O herói sondou o mar Mediterrâneo procurando a ilha do rei Minos. Ela era grande e bela e custava imaginar que possuía um tal flagelo. Pior ainda era pensar que o soberano protegia o terrível homem-touro.
NUMA MANHÃ, BEM CEDO, Creta surgiu ao longe. O príncipe estremeceu de prazer, pensando que, dentro do Labirinto, o monstro de apetite brutal urrava como de hábito, sem adivinhar que o seu fim estava próximo. A abominação que Posídon engendrara, a criatura que se deleitava com sangue – como as divindades com néctar – e que rasgava corpos com um prazer bestial, morreria por suas mãos. Antecipando o prazer da matança, o herói agradeceu a Zeus e a Atena. Depois, olhou para a fúnebre vela negra alçada no mastro de seu navio, indicando a trágica finalidade daquela viagem. Era como uma mortalha balançando ao vento, um sudário sem cadáver. Não podendo se opor às exigências de Minos, Egeu ordenara que o barco transportando os que iam morrer sempre navegasse com a vela enlutada, em sinal de respeito pelos sacrificados. Mas, dessa vez, haveria um regresso diferente, uma volta triunfal sem mortos a lamentar, e o pano negro seria substituído por um outro de cor branca, uma bandeira jubilosa, sinal do sucesso da expedição, sinal da morte do monstro. Prometera a Egeu, e assim faria. O resultado do combate épico seria conhecido com a embarcação ainda ao largo, para alegria do povo de Atenas e alívio do velho rei. Quando finalmente ela atracasse, toda a cidade estaria em festa.

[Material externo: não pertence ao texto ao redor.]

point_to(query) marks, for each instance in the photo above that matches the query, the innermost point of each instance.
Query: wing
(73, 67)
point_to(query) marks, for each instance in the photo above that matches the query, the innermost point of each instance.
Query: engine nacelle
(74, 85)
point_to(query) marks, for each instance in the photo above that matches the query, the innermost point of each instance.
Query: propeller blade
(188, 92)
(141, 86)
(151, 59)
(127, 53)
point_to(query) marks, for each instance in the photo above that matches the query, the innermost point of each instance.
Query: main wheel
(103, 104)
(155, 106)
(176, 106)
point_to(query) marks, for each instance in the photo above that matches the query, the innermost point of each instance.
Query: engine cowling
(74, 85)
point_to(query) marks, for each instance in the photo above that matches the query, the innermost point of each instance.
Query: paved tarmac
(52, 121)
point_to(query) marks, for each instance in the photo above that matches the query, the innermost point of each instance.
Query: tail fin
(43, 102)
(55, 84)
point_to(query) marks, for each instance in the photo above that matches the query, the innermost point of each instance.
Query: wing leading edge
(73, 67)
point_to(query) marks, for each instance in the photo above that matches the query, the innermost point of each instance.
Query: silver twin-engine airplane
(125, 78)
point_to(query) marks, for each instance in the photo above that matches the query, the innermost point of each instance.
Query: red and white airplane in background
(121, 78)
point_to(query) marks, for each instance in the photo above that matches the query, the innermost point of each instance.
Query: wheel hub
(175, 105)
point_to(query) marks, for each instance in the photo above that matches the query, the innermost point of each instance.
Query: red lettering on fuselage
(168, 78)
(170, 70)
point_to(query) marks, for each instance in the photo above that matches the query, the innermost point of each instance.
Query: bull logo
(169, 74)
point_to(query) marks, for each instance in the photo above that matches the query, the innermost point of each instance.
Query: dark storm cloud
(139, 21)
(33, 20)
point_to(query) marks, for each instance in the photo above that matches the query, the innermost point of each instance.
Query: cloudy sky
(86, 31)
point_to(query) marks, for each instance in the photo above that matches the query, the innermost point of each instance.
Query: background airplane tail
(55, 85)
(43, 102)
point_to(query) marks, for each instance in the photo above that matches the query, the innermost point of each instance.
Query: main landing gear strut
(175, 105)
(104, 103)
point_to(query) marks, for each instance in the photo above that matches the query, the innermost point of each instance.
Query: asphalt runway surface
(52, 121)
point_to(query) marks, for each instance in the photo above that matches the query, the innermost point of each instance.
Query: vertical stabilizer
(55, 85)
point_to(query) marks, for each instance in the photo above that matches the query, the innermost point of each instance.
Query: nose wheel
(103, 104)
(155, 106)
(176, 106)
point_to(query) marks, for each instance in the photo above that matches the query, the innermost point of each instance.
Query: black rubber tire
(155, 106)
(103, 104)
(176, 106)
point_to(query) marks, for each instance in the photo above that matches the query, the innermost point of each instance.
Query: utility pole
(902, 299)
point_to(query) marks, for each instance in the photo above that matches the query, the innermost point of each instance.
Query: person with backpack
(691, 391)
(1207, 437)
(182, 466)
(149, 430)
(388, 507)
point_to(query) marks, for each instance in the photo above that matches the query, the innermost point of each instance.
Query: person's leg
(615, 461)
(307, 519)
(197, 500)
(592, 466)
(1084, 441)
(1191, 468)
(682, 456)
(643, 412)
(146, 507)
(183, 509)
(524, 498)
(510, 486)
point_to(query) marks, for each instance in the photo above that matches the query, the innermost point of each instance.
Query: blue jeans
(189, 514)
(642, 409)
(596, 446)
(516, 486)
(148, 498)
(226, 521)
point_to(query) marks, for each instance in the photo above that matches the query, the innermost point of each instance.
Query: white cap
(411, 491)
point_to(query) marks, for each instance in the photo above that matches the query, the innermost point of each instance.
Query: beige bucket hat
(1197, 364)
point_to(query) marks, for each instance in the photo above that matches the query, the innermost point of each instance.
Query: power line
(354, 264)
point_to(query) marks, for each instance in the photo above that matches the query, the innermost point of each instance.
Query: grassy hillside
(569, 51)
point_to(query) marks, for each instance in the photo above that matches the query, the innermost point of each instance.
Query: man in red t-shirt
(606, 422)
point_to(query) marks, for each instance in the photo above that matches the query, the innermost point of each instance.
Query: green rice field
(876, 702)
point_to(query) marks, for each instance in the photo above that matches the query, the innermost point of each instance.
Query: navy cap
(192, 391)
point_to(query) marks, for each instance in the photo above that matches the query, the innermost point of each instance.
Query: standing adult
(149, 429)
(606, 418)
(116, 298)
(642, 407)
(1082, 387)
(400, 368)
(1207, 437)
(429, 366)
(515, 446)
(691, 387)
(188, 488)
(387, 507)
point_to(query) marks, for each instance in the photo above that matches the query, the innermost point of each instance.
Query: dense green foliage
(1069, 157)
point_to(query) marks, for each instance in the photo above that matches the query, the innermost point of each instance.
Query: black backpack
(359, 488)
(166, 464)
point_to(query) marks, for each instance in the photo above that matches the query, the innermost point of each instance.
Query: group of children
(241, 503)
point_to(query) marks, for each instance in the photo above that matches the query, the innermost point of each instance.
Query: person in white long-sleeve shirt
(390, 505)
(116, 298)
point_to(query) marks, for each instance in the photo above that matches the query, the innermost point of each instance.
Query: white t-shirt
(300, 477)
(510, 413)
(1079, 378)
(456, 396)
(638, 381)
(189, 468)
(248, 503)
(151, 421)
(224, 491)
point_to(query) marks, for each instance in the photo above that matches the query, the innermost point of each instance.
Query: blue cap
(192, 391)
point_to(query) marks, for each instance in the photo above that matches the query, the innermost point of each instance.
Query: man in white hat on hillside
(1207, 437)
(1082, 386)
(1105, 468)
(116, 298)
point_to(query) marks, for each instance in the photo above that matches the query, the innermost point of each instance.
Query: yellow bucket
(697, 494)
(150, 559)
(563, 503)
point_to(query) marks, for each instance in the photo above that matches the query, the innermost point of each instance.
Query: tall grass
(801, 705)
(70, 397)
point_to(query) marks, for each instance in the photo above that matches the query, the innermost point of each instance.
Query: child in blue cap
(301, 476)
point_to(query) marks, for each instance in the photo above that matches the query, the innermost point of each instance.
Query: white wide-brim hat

A trirreme varava as águas, impulsionada por um vento quente que inflava a lúgubre vela redonda. Ia escalando as pequenas ondas no ângulo certo para ganhar mais velocidade e chegar mais rápido. Seu casco, de proa curva, abria caminho suavemente, sem castigar os navegantes. Seria uma linda viagem, não fosse pela finalidade trágica que amargurava o coração de todos a bordo. Os rudes marinheiros cumpriam suas tarefas de cenho franzido, sem cantarolar as costumeiras canções. Trabalhavam cabisbaixos, condoídos dos jovens passageiros que transportavam para o sacrifício e que seguiam calados e melancólicos, conformados com o fim cruel que os aguardava. Não lhes ocorria sequer pensar numa possibilidade de fuga, pois sabiam que os desígnios do Olimpo tinham que ser cumpridos. As Moiras teciam com a concordância dos deuses, e estes só interferiam em casos muito especiais. A vida de quatorze atenienses não era importante, e castigado. Por isso, os condenados não opunham resistência, não choravam nem gritavam e se deixavam levar, mergulhados numa espécie de tristeza indefinida.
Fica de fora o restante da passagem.